I’d like to consider myself a “fashion-conscious” kind of guy, “fashion-forward” is probably a stretch (and no… comments are not welcome on that point). I do however appreciate innovation in any form. Last week I had my first opportunity to get a glimpse of how the fashion and retail industries are innovating. Specifically around in-store experiences and shopper assistance, the likes of which were on display at Portland Fashion Week in Portland, Oregon, USA.

Project Runway alums Bryce Black and Michael Costello  hobnobbed with the city’s best dressed while the fashion industry demonstrated flair on a bedrock of modern technology ( Tech bedrock you say? Even the event’s Executive Producer, Tito Chowbury, is an Intel engineer by day, fashionista by night).

 We brought along our “Retail Interactive Fashion Experience” to demonstrate how functional design, technology and the industry are evolving. Our exhibit featured a giant 85-inch multi-touch screen running the latest technology designed around you, the shopper. Think big tablet display as your next department store dressing room mirror, yet one that is actually helpful, useful and interactive.

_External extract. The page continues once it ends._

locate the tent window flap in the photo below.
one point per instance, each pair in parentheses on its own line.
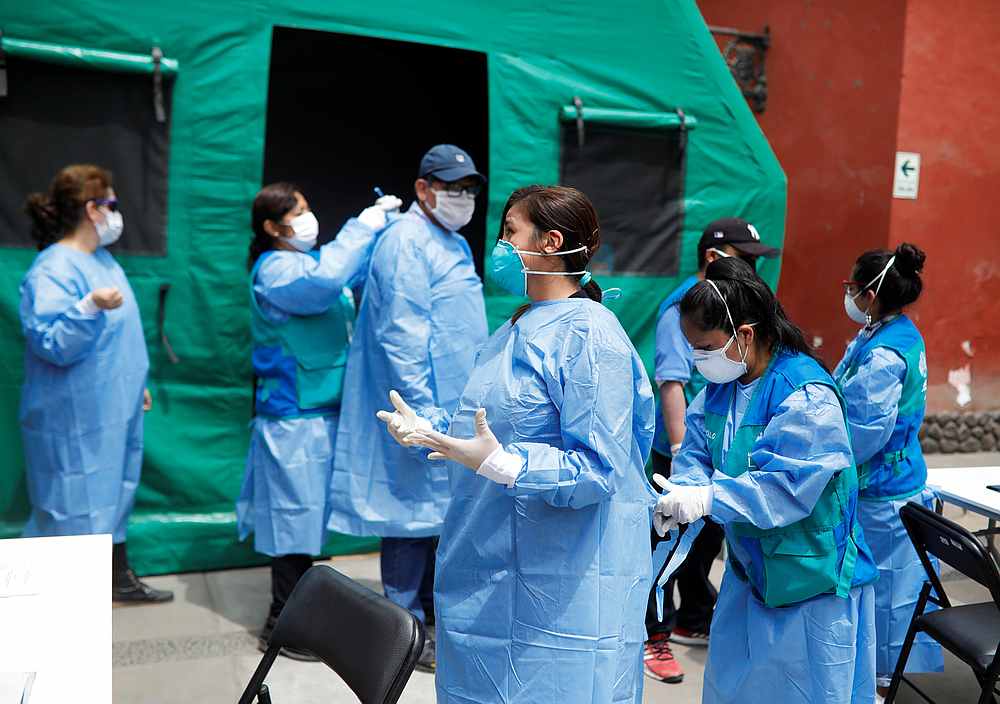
(631,165)
(60,111)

Our engineers designed an in-store shopping experience that enables shoppers to access thousands of items, combine them into outfits, share them with friends, purchase or even call for assistance… “HELLO?!? Can I get this in black?”

or as I'd like to say... "The mirror"(Dear engineering team: While it’s true that this wasn’t designed to be a “mirror” per se, one can envision dressing room mirrors having similar capabilities in the very near future… should we just call it something more along the lines of, say… a “mirror” instead of the “Intel Retail Interactive Fashion Experience”? Might mirrors be in our future? Just a thought… Now back to the show…)

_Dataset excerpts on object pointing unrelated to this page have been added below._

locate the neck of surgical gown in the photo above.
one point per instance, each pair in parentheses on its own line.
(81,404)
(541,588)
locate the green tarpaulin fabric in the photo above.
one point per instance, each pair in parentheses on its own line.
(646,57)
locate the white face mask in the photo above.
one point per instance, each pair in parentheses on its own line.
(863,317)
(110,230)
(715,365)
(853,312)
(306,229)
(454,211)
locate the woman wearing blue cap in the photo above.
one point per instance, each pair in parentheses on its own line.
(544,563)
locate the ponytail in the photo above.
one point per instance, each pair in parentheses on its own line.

Through your finger tips you can filter by color, price, style, material, type, size, gender, etc. Once you find something that meets your fancy, you can save items in your “favorites” section and then create your ensemble and outfits over a digital mannequin. Need advice? Does this go with that? Completed outfits can be shared w/ your (close) friends.

“It’s about the experience” says Intel retail marketing expert Cyndi Brigham. “It’s easy to shop, interact, swap this in or swap that out… It extends the runway and the designers into the shopping experience, the store floor or your dressing room.”

The potential uses and convenience are easy to imagine: Show me the latest Fall lineup. Are any of these items in stock? At another store? On the next plane from Milan? Hmm… maybe I should put some of these items on hold or pre-order them from that next shipment?

Can we expect to see these in Macy’s anytime soon? “Maybe” says Intel’s Andrea Wightman, “Consumers should expect their local retailers and department stores to offer something similar in the near future.” Andrea has been leading our charge in this area, showing off the experience at various venues.

A big version of your mom’s  iPad this is not. These larger, full-body experience displays require additional technologies like infra-red cameras in the corners for better accuracy and responsiveness to a shopper’s intent. It’s using a number of different technologies (including just a single 2nd Gen Intel Core i7).

So here’s my ensemble. Not bad right?


Bryan Rhoads

About Bryan Rhoads

Founding member of the Intel Social Media Center of Excellence. Global social media manager for our consumer audiences and brands. I helped pioneer social media techniques that laid the foundations for Intel to leverage Web 2.0. I designed and built this external blog at, establishing the infrastructure, legal, security and publishing guidelines that integrated social media into Intel's marketing mix. I led a 4-year research project with MIT that researched online trust and digital marketing strategies. My Intel and MIT researchers designed innovative approaches to increase user confidence and trust in online media experiences. I'm also the designer of the Intel Download Center and many highly-trafficked sections of Intel's web systems. Lecturer on digital innovation and social media at the Yale Center for Customer Insights, MIT Center for Digital Business, Innotech, SxSW Interactive, the Marketing Sciences Institute, the Experiential Marketing Summit, to name a few. Adjunct faculty at Portland State University, I also sit on the Executive Board of the Internet Strategy Forum, the Center for Consumer Research at St. Joseph's University, the Marketing Advisory Track at Northeastern University and a member of the City Club of Portland.

5 Responses to Fashion Forward

  1. Pingback: Fashion Forward | Todaystyleshow

  2. Meathead says:

    This may look cool and all but you will still not be able to tell if it looks good on you due to the fact people are all different shapes and sizes, so how would this work with differentiability of people.

  3. Bryan Rhoads says:

    I actually think you could program in more subjective recommendations… is something is too tight, or too loose, color clash, etc. The system already has infra-red cameras to assist w/ the touch screen, one can imagine other sentient capabilities w/ sesnors and additional input devices.